10 young adult books offer up Halloween season flair

Deseret News

Published: Saturday, Oct. 19 2013 8:00 a.m. MDT

Garner has created a delicious sci-fi tale worth devouring. Overall a compelling tale about family, "Contaminated" contains brief descriptions of violence. It also has some references to making out but has no swearing.

— Miranda Lotz


"BATTLE LINES: A Department 19 Novel," by Will Hill, Razorbill, $18.99, 591 pages (f) (ages 14 and up)

"Battle Lines" by Will Hill is the third installment in the Department 19 series and is an enthralling book that will satisfy fans of the series.

The book begins with an explosive prologue that documents the escape of a patient in the hospital. This patient is vicious and attacks everything in his way.

This is the start of a global attack on prisons and hospitals that releases all of the inmates and turns them into vampires.

In the meantime, Jaime Carpenter has to stop the attack by training an elite new squad that operates under the name Department 19.
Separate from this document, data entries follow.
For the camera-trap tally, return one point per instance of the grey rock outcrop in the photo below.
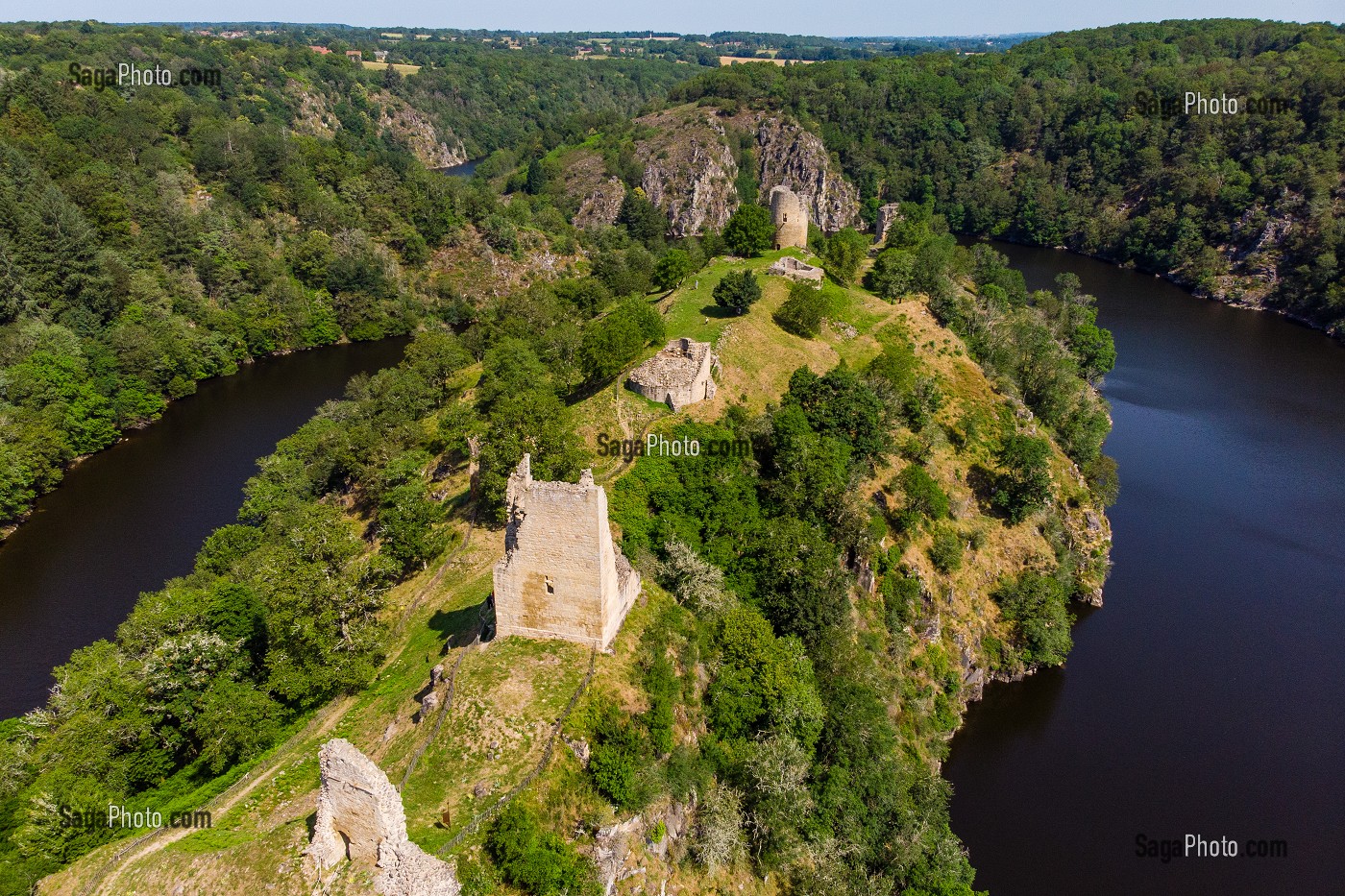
(790, 157)
(426, 141)
(689, 170)
(360, 818)
(599, 193)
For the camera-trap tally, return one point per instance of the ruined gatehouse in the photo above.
(561, 574)
(360, 818)
(790, 215)
(678, 375)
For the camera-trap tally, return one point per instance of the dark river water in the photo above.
(1207, 697)
(134, 516)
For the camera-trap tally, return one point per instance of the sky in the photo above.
(830, 17)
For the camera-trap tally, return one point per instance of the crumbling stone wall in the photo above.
(360, 817)
(681, 375)
(561, 574)
(790, 217)
(796, 269)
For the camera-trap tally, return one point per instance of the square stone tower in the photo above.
(561, 574)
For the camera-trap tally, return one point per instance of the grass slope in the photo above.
(510, 691)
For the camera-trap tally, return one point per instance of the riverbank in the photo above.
(12, 525)
(1192, 704)
(134, 514)
(1240, 285)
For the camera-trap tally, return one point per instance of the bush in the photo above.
(892, 275)
(672, 268)
(534, 860)
(945, 550)
(924, 499)
(1024, 485)
(802, 312)
(749, 231)
(619, 755)
(736, 291)
(843, 254)
(1036, 607)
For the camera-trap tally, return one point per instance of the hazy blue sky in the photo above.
(834, 17)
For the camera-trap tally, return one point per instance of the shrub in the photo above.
(736, 291)
(534, 860)
(1024, 483)
(619, 755)
(749, 231)
(924, 498)
(945, 550)
(1036, 607)
(802, 312)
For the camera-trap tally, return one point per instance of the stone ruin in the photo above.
(678, 375)
(360, 818)
(790, 217)
(796, 269)
(561, 574)
(888, 214)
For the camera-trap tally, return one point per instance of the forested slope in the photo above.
(152, 237)
(1080, 138)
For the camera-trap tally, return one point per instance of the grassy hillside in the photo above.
(507, 693)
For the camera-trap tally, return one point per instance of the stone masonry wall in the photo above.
(560, 577)
(681, 375)
(790, 217)
(360, 817)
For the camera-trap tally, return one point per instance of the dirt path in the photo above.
(320, 724)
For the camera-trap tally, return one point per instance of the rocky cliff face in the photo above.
(689, 170)
(432, 148)
(599, 193)
(313, 116)
(790, 157)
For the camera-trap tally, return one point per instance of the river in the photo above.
(131, 517)
(1207, 695)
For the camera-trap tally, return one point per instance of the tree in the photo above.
(642, 218)
(1024, 483)
(802, 312)
(1036, 606)
(672, 268)
(736, 291)
(749, 231)
(843, 254)
(892, 275)
(1095, 349)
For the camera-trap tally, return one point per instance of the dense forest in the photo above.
(154, 237)
(1082, 140)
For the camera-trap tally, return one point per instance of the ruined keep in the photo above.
(561, 574)
(790, 217)
(679, 375)
(360, 817)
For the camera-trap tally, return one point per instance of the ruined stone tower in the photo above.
(790, 217)
(679, 375)
(561, 574)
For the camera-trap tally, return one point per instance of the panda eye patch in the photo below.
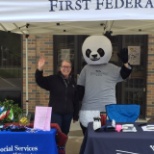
(101, 52)
(88, 51)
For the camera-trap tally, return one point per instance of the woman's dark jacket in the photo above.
(63, 95)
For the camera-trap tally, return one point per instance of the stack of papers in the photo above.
(149, 127)
(128, 128)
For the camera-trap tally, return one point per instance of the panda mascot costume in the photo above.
(97, 80)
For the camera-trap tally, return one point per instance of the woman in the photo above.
(63, 97)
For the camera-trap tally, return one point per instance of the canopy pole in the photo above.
(27, 99)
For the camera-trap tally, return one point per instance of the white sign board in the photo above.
(134, 53)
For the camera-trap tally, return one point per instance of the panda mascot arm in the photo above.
(126, 69)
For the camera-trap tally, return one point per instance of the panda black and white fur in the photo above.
(97, 80)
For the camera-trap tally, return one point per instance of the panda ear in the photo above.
(88, 51)
(108, 34)
(101, 52)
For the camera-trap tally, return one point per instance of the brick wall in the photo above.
(150, 78)
(38, 45)
(43, 45)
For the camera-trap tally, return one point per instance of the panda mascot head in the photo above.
(97, 50)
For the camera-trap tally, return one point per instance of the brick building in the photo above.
(43, 45)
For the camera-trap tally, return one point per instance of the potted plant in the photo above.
(9, 111)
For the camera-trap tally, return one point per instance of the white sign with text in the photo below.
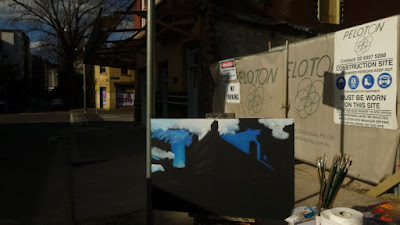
(365, 68)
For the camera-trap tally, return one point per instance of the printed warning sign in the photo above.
(365, 67)
(233, 93)
(228, 69)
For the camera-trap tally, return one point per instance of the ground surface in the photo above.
(71, 168)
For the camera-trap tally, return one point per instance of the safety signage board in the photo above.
(365, 68)
(233, 93)
(228, 69)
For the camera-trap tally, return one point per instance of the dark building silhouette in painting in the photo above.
(221, 179)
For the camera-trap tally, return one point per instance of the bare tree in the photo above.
(64, 25)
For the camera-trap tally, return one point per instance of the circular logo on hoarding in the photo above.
(308, 97)
(340, 82)
(368, 81)
(384, 80)
(354, 82)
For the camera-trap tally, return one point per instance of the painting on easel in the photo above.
(226, 167)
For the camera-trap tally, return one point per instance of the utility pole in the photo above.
(149, 75)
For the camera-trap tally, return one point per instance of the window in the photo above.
(102, 69)
(124, 71)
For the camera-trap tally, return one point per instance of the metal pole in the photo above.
(287, 79)
(149, 75)
(84, 89)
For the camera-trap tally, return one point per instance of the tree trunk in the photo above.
(65, 81)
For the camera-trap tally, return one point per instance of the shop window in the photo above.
(102, 69)
(124, 71)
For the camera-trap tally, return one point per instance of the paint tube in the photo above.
(307, 214)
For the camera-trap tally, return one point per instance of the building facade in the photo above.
(114, 87)
(16, 60)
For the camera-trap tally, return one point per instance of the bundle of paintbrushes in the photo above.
(330, 186)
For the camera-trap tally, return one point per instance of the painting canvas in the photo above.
(225, 167)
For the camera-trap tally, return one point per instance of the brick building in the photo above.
(17, 73)
(190, 36)
(114, 88)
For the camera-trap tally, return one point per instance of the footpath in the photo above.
(109, 170)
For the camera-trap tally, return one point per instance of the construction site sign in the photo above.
(366, 66)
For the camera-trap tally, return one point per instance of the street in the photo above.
(72, 168)
(87, 172)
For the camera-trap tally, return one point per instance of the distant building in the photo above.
(115, 88)
(16, 60)
(52, 78)
(44, 76)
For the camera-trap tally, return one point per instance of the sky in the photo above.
(6, 13)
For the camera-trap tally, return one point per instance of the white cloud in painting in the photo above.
(157, 168)
(228, 126)
(200, 127)
(162, 154)
(277, 125)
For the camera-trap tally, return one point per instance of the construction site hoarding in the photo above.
(316, 96)
(365, 61)
(258, 86)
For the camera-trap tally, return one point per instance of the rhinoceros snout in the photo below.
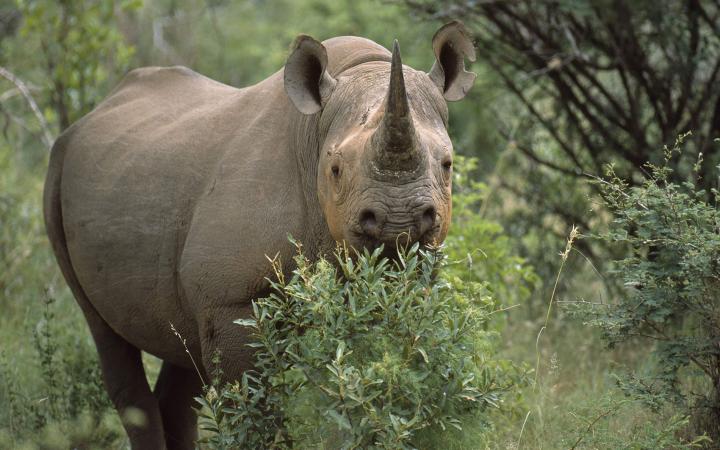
(378, 227)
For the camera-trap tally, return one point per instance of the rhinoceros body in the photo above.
(164, 203)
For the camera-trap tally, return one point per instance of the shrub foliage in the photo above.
(673, 276)
(359, 353)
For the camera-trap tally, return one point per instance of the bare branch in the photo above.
(47, 136)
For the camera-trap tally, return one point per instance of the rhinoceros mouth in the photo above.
(393, 243)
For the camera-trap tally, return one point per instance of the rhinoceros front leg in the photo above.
(175, 390)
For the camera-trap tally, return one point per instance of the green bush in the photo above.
(672, 274)
(360, 353)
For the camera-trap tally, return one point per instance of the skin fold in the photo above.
(163, 203)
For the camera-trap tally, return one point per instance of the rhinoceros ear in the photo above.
(452, 44)
(307, 82)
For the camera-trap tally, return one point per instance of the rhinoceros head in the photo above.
(384, 172)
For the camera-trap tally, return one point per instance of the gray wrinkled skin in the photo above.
(163, 203)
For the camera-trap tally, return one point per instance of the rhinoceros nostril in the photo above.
(369, 224)
(427, 220)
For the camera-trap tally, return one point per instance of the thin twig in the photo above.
(47, 136)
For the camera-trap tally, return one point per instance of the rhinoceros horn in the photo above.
(394, 140)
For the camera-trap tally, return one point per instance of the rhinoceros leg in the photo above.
(128, 388)
(175, 390)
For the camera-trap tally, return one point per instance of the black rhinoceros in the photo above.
(163, 202)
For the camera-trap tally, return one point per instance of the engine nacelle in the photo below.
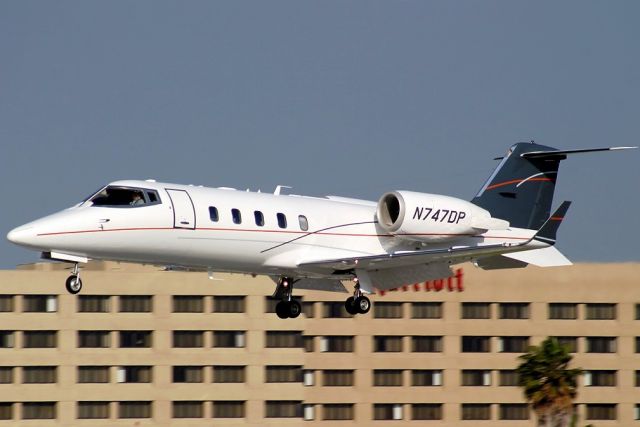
(433, 218)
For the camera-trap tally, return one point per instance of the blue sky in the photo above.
(351, 98)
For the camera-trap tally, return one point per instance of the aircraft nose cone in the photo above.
(20, 235)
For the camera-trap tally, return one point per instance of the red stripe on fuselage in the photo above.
(57, 233)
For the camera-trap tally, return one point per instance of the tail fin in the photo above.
(520, 190)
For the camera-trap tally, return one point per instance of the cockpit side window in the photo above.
(124, 197)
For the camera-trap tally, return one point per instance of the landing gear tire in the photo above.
(73, 284)
(294, 309)
(362, 304)
(350, 306)
(288, 309)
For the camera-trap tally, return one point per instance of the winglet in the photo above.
(547, 232)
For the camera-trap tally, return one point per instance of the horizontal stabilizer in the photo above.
(545, 257)
(549, 229)
(563, 153)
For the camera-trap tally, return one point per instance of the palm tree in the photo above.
(548, 384)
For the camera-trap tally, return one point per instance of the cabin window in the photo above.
(304, 224)
(259, 218)
(213, 214)
(124, 197)
(282, 220)
(237, 217)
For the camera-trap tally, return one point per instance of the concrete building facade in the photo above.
(140, 346)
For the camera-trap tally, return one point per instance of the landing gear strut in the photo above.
(287, 307)
(73, 283)
(358, 303)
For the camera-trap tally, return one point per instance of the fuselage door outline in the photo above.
(184, 213)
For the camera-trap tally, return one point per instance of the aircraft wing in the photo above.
(389, 270)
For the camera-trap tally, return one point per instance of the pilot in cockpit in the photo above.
(137, 199)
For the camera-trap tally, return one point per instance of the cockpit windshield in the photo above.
(124, 197)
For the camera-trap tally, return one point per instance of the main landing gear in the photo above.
(73, 283)
(358, 303)
(287, 307)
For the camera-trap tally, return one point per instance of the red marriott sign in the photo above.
(454, 283)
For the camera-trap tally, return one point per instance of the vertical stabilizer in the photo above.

"Department 19" has scenes that include graphic violence and mild language.

— Shelby Scoffield


"THORNHILL: A Hemlock Novel," by Kathleen Peacock, Katherine Tegen Books, $17.99, 342 pages (f) (ages 14 and up)

"Thornhill," this second book in Kathleen Peacock's Hemlock series, has many twists and turns that keep it riveting until the very end.

Mackenzie "Mac" Dobson leaves Hemlock to search for her werewolf friend Kyle with her best friend's ghost and boyfriend, Jason. They are reunited, but a raid leaves them trapped in Thornhill and they have to find a way out before hidden secrets threaten them.

Peacock creates characters that enthrall and are easy to root for.

The first page has a sexual allusion, but it by no means sets the tone for the rest of the book.

— Abigail Holt


"DEMONOSITY," by Amanda Ashby, Speak, $8.99, 341 pages (f) (ages 14 and up)

"Demonosity" is a delightful novel of teenage angst, love and deception told through the eyes of 16-year-old high school student Cassidy Carter-Lewis.

Cassidy is tasked with protecting a force called the Black Rose from an onslaught of demons who wish to possess the power. Thomas de la Croix, a man who has sworn to protect the Rose, projects himself forward in time to help her. Simultaneously, she has to juggle a high school play and men. One man in particular, Travis, becomes entangled in the story and provides an intriguing twist.

There is a minimal amount of foul language scattered throughout the book, as well as violence and death.

— Tori Ackerman


"BETWEEN THE DEVIL AND THE DEEP BLUE SEA," by April Genevieve Tucholke, Dial, $17.99, 360 pages (f) (ages 14 and up)

April Genevieve Tucholke's debut young adult novel, "Between the Devil and the Deep Blue Sea," is imaginative, lyrical and downright creepy.

Violet's parents have been in Europe for months, leaving her and her brother alone in the dilapidated White mansion, perched on the edge of a cliff above the sea. Having run out of money for food, Violet decides to rent out the guesthouse.

Enter River, a mysterious boy who shows up with wads of cash, pretty eyes and a talent for telling Violet exactly what she wants to hear. Soon, strange things start happening around town. She knows River has secrets, but she is falling in love.

The content of the book matches its dark tone, depicting many violent and disturbing scenes. There is occasional swearing and multiple references to sex.